【9月19日 AFP】今年のノーベル文学賞(Nobel Prize in Literature)の発表が見送られる原因となったレイプ疑惑の渦中にいる、ジャンクロード・アルノー(Jean-Claude Arnault)被告(72)の裁判が19日、スウェーデンの首都ストックホルムで開始され、被告は2つのレイプをめぐる罪状を否認した。

 フランス人のアルノー被告は、ノーベル文学賞の選考機関であるスウェーデン・アカデミー(Swedish Academy)の会員で女性詩人のカタリーナ・フロステンソン(Katarina Frostenson)氏の夫であり、ストックホルムで文化人や出版関係者が集まるクラブを経営。米国に端を発したセクハラ告発運動「#MeToo(私も)」が世界規模に拡大するまでは、ストックホルムの文化シーンにおける有力者だった。

 だが昨年11月、スウェーデンの日刊紙ダーゲンス・ニュヘテル(Dagens Nyheter)は、アルノー被告からレイプや性的暴行、セクハラを受けたと主張する女性18人の証言を報じた。
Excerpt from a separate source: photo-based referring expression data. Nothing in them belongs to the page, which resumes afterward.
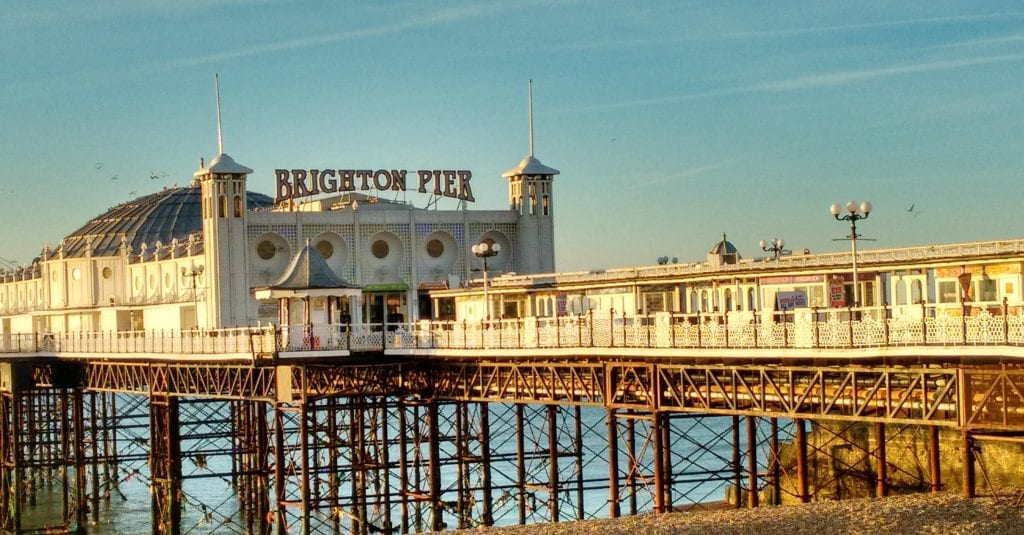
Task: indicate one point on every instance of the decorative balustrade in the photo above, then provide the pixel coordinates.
(804, 328)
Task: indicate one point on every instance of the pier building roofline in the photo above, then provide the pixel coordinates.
(934, 254)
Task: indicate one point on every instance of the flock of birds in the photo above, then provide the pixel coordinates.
(153, 176)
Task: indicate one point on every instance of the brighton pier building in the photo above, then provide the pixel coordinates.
(328, 249)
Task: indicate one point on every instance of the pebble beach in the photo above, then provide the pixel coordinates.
(945, 513)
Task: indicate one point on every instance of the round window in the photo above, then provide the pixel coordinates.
(435, 248)
(326, 249)
(266, 250)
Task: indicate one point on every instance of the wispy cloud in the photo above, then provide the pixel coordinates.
(806, 82)
(845, 77)
(870, 26)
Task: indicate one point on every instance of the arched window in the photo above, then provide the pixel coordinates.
(915, 297)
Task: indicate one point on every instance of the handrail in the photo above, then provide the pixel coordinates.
(912, 325)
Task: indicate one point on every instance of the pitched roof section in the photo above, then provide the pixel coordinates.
(308, 271)
(529, 166)
(224, 164)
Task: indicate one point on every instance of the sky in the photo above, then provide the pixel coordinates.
(671, 122)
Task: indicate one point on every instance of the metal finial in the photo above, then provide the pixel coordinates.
(220, 133)
(530, 117)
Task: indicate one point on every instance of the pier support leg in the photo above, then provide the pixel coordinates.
(657, 462)
(613, 509)
(737, 469)
(774, 470)
(165, 464)
(933, 458)
(553, 477)
(969, 479)
(801, 444)
(752, 461)
(881, 467)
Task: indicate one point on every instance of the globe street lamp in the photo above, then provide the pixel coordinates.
(194, 272)
(853, 216)
(774, 246)
(485, 250)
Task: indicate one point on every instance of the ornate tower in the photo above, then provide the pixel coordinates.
(531, 196)
(223, 193)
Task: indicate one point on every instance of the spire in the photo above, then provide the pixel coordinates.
(530, 117)
(220, 133)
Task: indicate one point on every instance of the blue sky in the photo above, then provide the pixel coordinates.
(671, 122)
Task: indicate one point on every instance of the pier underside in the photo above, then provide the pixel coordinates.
(407, 445)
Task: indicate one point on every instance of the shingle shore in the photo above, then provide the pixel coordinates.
(946, 513)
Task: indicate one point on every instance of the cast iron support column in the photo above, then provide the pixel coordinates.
(969, 480)
(553, 459)
(933, 458)
(657, 460)
(773, 465)
(436, 512)
(737, 469)
(579, 459)
(881, 488)
(801, 440)
(165, 463)
(520, 463)
(81, 496)
(484, 439)
(613, 509)
(752, 461)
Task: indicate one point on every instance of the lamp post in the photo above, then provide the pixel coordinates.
(774, 246)
(484, 250)
(194, 272)
(854, 214)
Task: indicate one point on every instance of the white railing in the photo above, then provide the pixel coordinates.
(805, 328)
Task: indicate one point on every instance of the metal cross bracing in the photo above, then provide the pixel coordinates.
(907, 395)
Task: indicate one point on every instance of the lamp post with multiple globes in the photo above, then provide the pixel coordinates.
(854, 214)
(484, 250)
(774, 246)
(194, 272)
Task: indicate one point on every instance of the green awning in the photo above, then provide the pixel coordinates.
(389, 287)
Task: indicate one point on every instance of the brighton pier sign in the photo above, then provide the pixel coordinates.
(295, 183)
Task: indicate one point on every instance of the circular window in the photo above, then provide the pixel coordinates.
(435, 248)
(326, 249)
(266, 250)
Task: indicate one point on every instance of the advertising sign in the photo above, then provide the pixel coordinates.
(791, 300)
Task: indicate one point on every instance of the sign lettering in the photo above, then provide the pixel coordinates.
(295, 183)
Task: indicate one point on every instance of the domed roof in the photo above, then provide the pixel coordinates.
(165, 215)
(724, 247)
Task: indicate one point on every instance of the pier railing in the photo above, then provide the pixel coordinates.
(924, 325)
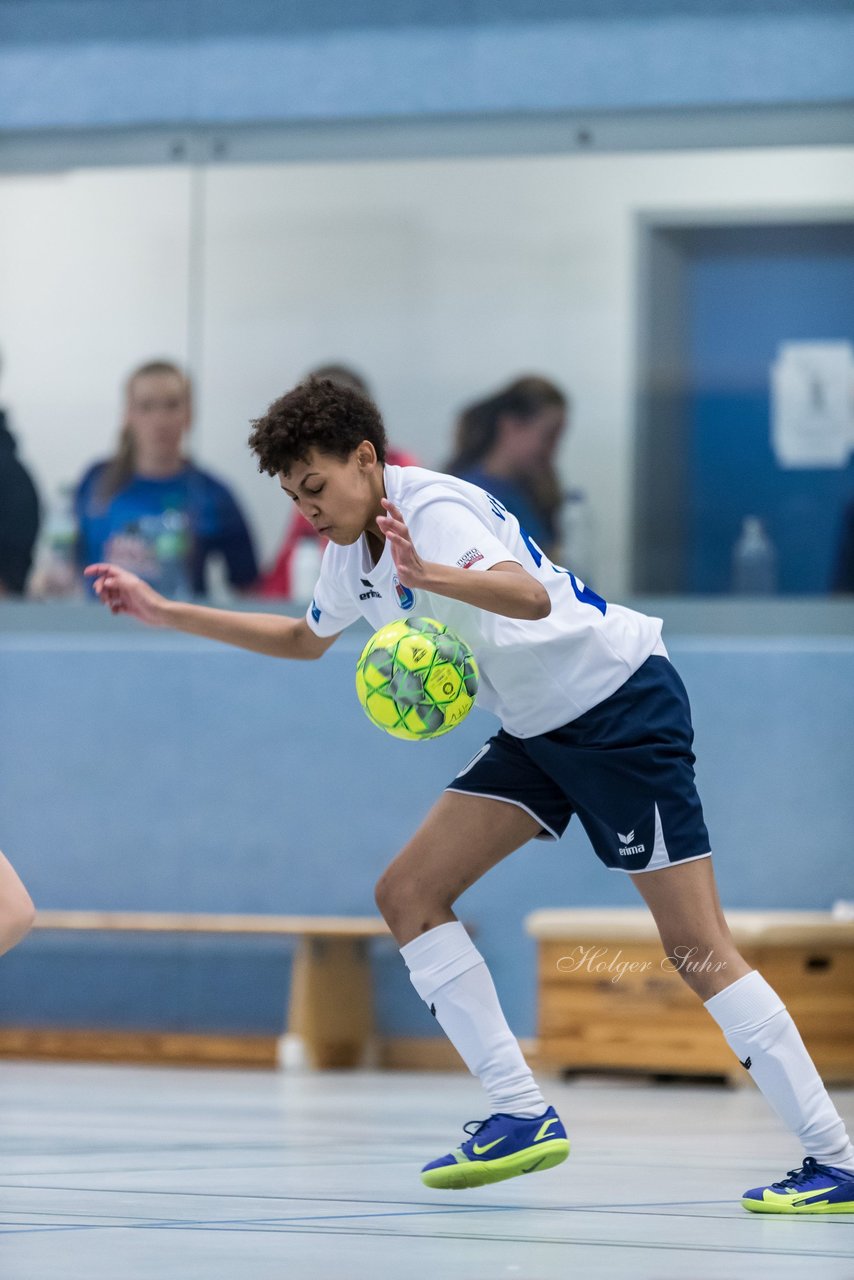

 アルノー被告は1人の女性に対するレイプ2件の罪に問われているが、19日の裁判でこれを否認した。今後の裁判は他のレイプ事件同様、被害者保護の観点から非公開で行われる。

 AFPが入手した起訴状の写しによると、アルノー被告は2011年10月5日、ストックホルムのアパートで「激しい恐怖」を抱いた被害者の女性にオーラルセックスと性交を強要した。また同年12月2日から3日にかけての夜にも同じアパートで、眠っていたこの女性をレイプしたとされる。有罪の場合、最高で禁錮6年の刑が科される可能性がある。

■「不快な親密さ」

 このスキャンダルは、アルノー被告と長年緊密な関係にあったスウェーデン・アカデミーを揺るがした。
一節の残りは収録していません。